Recognition: unknown
Elicitation Matters: How Prompts and Query Protocols Shape LLM Surrogates under Sparse Observations
Pith reviewed 2026-05-08 16:09 UTC · model grok-4.3
The pith
The protocol for eliciting information from an LLM determines the surrogate beliefs it forms under sparse observations and alters optimization outcomes.
A machine-rendered reading of the paper's core claim, the machinery that carries it, and where it could break.
Core claim
The surrogate belief elicited from an LLM under sparse observations depends strongly on prompt text and query protocol. Structural prompts act as effective priors. Pointwise and joint querying induce different beliefs. Sequential evidence leads to non-monotonic, order-sensitive confidence updates. These effects change downstream acquisition decisions and regret, showing that elicitation protocol is part of the LLM surrogate specification.
What carries the argument
Elicitation protocol, consisting of prompt structure and query methods such as pointwise versus joint querying, which together determine the surrogate belief formed from limited data.
If this is right
- Structural prompts serve as effective priors that influence the surrogate's responses even with few observations.

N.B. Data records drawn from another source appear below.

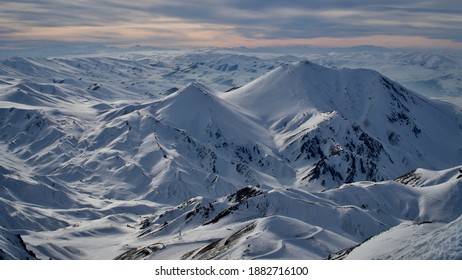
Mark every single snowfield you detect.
[0,50,462,259]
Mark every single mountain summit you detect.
[0,57,462,259]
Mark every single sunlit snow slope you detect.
[0,56,462,259]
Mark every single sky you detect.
[0,0,462,50]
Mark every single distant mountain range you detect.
[0,53,462,259]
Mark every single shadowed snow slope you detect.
[0,54,462,259]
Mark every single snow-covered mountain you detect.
[0,54,462,259]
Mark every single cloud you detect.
[0,0,462,46]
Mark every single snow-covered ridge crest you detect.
[0,56,462,259]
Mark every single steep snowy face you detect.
[219,61,462,189]
[151,83,272,145]
[0,56,462,259]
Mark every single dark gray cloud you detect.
[0,0,462,47]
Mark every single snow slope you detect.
[0,52,462,259]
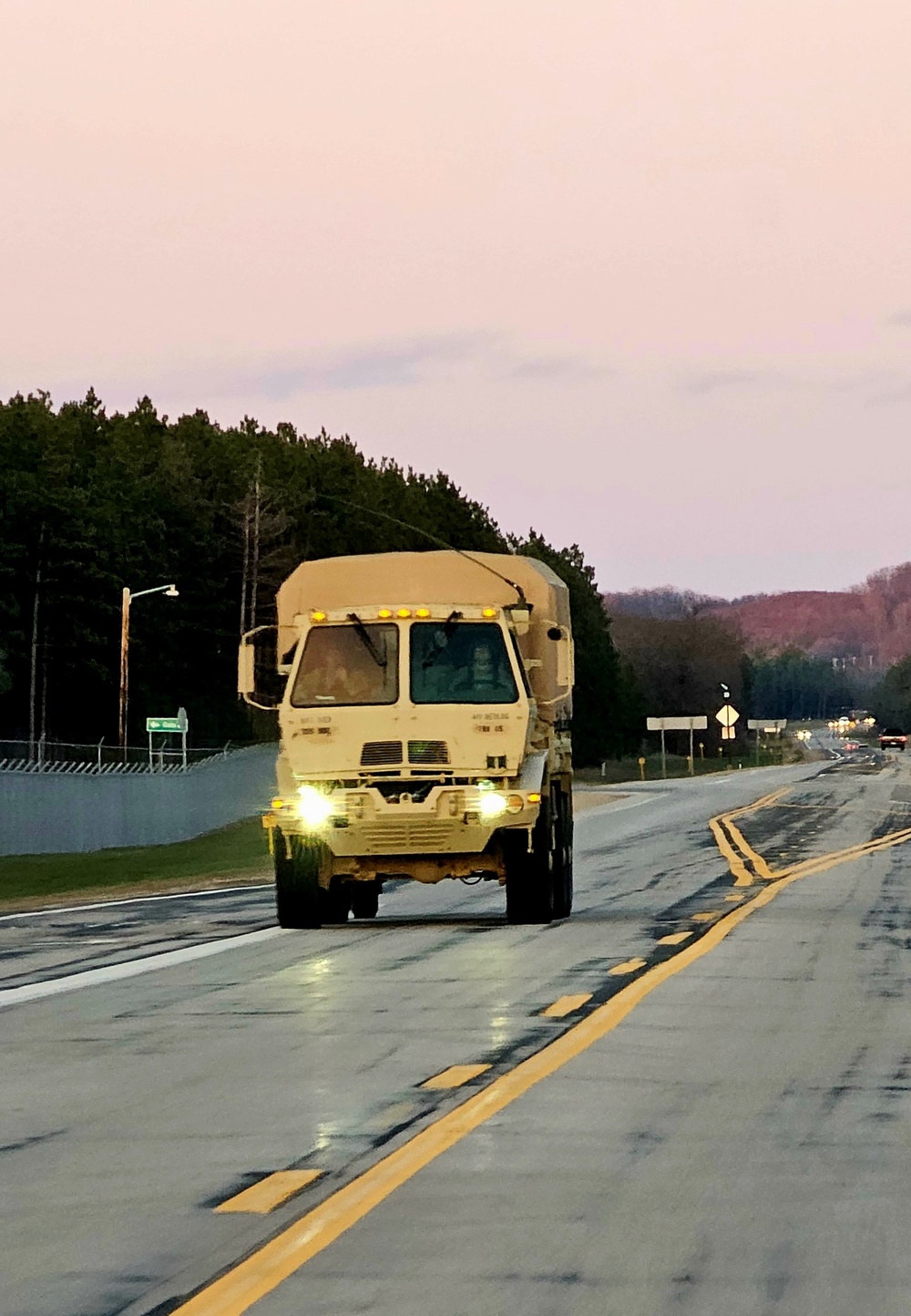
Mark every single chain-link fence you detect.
[0,737,244,773]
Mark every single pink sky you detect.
[0,0,911,595]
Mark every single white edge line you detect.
[0,928,284,1010]
[0,881,275,922]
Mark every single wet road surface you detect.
[0,756,911,1316]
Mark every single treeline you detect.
[0,392,640,764]
[872,654,911,730]
[611,614,862,753]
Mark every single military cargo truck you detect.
[238,550,573,928]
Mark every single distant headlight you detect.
[297,786,335,828]
[477,791,507,818]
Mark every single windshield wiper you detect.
[348,612,388,669]
[421,612,461,671]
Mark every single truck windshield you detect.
[412,622,519,704]
[291,622,398,708]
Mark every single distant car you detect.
[879,726,908,752]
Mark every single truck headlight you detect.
[477,791,507,818]
[297,786,335,829]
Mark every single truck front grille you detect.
[360,741,403,767]
[407,741,450,764]
[362,818,452,854]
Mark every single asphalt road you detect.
[0,754,911,1316]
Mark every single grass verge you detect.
[0,817,272,908]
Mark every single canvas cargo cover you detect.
[277,549,572,721]
[277,549,569,631]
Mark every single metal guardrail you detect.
[0,740,269,776]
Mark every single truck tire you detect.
[351,881,380,919]
[504,795,558,922]
[552,789,573,919]
[275,828,327,928]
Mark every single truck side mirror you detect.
[547,626,576,690]
[237,626,279,712]
[237,635,256,699]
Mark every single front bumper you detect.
[263,785,540,859]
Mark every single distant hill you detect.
[605,562,911,670]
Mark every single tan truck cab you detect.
[240,550,573,928]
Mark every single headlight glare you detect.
[297,786,335,828]
[477,791,507,818]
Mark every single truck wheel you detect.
[351,881,380,919]
[552,789,573,919]
[275,828,326,928]
[504,797,558,922]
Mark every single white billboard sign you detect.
[646,717,709,732]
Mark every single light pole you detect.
[119,583,179,752]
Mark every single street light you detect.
[119,581,180,750]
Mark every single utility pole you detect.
[117,586,130,758]
[118,581,178,762]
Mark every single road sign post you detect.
[146,708,189,773]
[747,717,787,767]
[646,717,709,777]
[715,704,740,740]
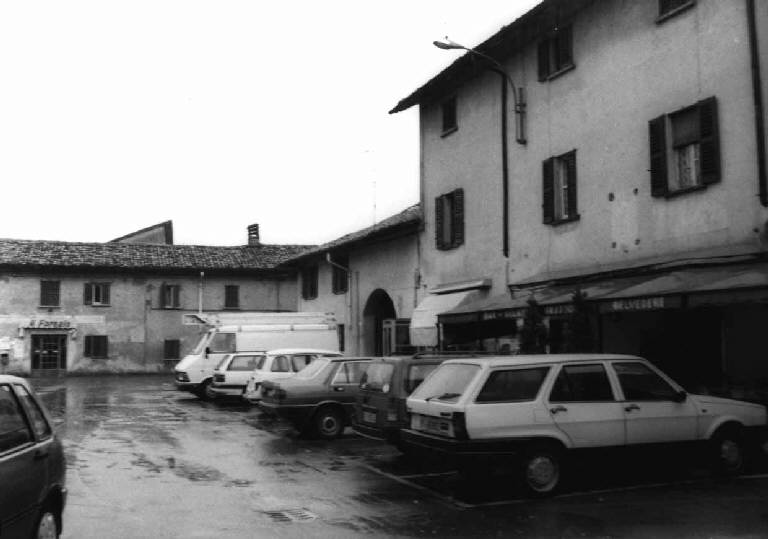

- Pointwise and joint querying protocols generate measurably different beliefs about the underlying function.
- Sequential addition of evidence produces non-monotonic and order-dependent shifts in model confidence.
- These shifts alter which points are selected for acquisition and change the regret achieved in optimization runs.
Where Pith is reading between the lines
- Optimization pipelines using LLM surrogates may achieve more consistent results by fixing or tuning the elicitation protocol in advance.
- Order sensitivity in sequential updates points to possible advantages of re-eliciting beliefs after new data arrives rather than updating incrementally.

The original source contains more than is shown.